Esa sensación de hoja en blanco despierta curiosidad y motivación. «Hace que el cambio parezca posible», destaca la experta. No borra el pasado, pero sí cambia la narrativa mental.
Rituales para reiniciar tu mente
El cerebro responde especialmente bien a los rituales de inicio. Son pequeños gestos simbólicos que marcan el comienzo de una etapa. No tienen que ser complicados. «Nuestra mente necesita señales concretas de reinicio. Y algunas funcionan sorprendentemente bien porque activan la sensación de control y de nuevo comienzo», señala López Caballol.
Destaca estas acciones:
- Ordenar el escritorio antes de empezar una tarea
- Escribir tres objetivos concretos para el día
- Tirar un objeto que ya no necesitamos
- Realizar una pequeña limpieza de cinco minutos
Ir poco a poco
El secreto para que salga bien es empezar con tareas muy pequeñas. Porque el error más común al aprovechar el fresh start effect es intentar cambiar demasiado a la vez, cuando la psicología conductual recomienda lo contrario. «El truco es empezar tan pequeño que sea imposible fallar», explica López Caballol.
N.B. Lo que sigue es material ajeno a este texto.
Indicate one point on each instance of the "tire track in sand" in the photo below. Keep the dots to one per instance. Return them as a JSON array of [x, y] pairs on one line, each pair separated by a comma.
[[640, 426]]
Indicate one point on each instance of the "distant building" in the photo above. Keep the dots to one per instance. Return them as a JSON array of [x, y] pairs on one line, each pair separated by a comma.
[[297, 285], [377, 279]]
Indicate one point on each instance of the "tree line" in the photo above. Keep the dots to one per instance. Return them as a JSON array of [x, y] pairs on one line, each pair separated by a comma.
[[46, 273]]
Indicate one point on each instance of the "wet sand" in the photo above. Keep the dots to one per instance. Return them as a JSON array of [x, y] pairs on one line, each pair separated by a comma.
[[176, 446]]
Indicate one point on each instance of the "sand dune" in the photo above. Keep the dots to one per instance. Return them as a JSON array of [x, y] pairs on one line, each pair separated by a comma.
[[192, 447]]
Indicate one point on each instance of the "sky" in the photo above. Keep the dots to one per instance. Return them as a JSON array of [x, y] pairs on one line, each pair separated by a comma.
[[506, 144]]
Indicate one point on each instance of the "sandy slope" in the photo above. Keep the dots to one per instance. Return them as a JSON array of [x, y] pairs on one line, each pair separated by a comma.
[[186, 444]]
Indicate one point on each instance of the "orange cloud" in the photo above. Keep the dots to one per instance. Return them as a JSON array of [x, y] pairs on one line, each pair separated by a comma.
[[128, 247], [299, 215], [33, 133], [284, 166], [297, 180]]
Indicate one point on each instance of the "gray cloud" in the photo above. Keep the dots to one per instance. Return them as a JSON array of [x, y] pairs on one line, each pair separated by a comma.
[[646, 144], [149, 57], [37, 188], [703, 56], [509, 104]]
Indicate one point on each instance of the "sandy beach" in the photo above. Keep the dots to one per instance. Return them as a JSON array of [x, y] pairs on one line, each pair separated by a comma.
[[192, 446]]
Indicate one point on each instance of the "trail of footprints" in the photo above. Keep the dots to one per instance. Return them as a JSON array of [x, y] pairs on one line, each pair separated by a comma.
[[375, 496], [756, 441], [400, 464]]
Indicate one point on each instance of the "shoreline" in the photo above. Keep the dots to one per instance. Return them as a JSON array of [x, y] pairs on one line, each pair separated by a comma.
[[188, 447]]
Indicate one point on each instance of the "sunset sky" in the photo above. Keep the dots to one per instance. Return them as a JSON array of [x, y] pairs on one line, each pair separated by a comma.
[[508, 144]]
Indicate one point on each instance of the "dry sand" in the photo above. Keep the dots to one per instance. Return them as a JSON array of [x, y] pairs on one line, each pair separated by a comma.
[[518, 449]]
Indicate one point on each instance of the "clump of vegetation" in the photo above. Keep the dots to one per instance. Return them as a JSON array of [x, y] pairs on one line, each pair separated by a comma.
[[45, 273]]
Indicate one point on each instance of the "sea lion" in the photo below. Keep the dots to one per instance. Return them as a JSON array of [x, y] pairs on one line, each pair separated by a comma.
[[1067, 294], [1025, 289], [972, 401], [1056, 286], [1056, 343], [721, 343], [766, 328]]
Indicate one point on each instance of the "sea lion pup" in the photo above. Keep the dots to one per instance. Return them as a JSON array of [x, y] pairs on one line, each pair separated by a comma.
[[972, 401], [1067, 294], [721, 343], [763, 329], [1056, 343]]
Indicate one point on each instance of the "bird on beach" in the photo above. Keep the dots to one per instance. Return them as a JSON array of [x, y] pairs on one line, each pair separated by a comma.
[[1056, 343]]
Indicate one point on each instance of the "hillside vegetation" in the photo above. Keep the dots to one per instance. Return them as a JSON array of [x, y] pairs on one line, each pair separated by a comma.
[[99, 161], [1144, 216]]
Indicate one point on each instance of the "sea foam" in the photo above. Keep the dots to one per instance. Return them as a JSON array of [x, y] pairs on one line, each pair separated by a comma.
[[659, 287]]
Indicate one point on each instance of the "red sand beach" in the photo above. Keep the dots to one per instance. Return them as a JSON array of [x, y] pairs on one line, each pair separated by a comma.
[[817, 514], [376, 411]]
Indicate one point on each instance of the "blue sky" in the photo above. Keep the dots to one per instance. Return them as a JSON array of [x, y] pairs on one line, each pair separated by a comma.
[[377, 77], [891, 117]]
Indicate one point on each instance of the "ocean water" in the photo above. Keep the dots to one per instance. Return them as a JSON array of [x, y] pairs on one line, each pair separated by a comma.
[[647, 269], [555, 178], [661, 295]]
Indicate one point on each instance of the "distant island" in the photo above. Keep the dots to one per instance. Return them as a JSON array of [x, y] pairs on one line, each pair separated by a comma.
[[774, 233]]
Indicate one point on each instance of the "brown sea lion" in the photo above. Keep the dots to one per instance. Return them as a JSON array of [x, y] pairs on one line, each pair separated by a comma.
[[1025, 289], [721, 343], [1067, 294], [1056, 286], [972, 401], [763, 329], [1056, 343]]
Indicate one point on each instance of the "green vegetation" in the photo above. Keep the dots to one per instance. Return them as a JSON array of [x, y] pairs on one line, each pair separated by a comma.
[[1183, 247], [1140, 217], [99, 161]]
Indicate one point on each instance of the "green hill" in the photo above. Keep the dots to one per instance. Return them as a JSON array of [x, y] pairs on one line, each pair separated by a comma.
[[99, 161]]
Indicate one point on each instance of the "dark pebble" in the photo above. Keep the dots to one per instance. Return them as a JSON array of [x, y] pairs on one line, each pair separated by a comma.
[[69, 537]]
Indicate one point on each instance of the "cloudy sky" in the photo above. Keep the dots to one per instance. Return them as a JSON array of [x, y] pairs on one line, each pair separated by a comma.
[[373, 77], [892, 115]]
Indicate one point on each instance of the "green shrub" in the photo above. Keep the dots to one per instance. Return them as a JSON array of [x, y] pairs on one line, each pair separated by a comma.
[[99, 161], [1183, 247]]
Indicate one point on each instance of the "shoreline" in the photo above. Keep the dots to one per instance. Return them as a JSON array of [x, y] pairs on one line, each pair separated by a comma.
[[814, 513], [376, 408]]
Los llamados microobjetivos generan una sensación de logro que refuerza la motivación. En lugar de hacer ejercicio, caminar diez minutos. En vez de ordenar la casa, organizar un cajón, y no pensar en comer mejor, sino simplemente preparar una comida saludable. «Cada pequeño logro genera dopamina. Y esa sensación de éxito alimenta el siguiente paso», resume López Caballol.
El objetivo es el hábito
Aunque el fresh start effect es poderoso, no es suficiente. Y la motivación inicial dura poco si no se convierte en hábito. «La disciplina no aparece de golpe. Se construye con repeticiones pequeñas y constantes», dice López Caballol. Para ello recomienda recordar tres reglas: empezar muy pequeño, hacer visible el hábito con listas o recordatorios y repetirlo siempre en el mismo contexto.
Los cambios no son inmediatos y «no ocurren en el momento emocionante del inicio. Ocurre en la repetición silenciosa de los días normales», concluye la psicóloga.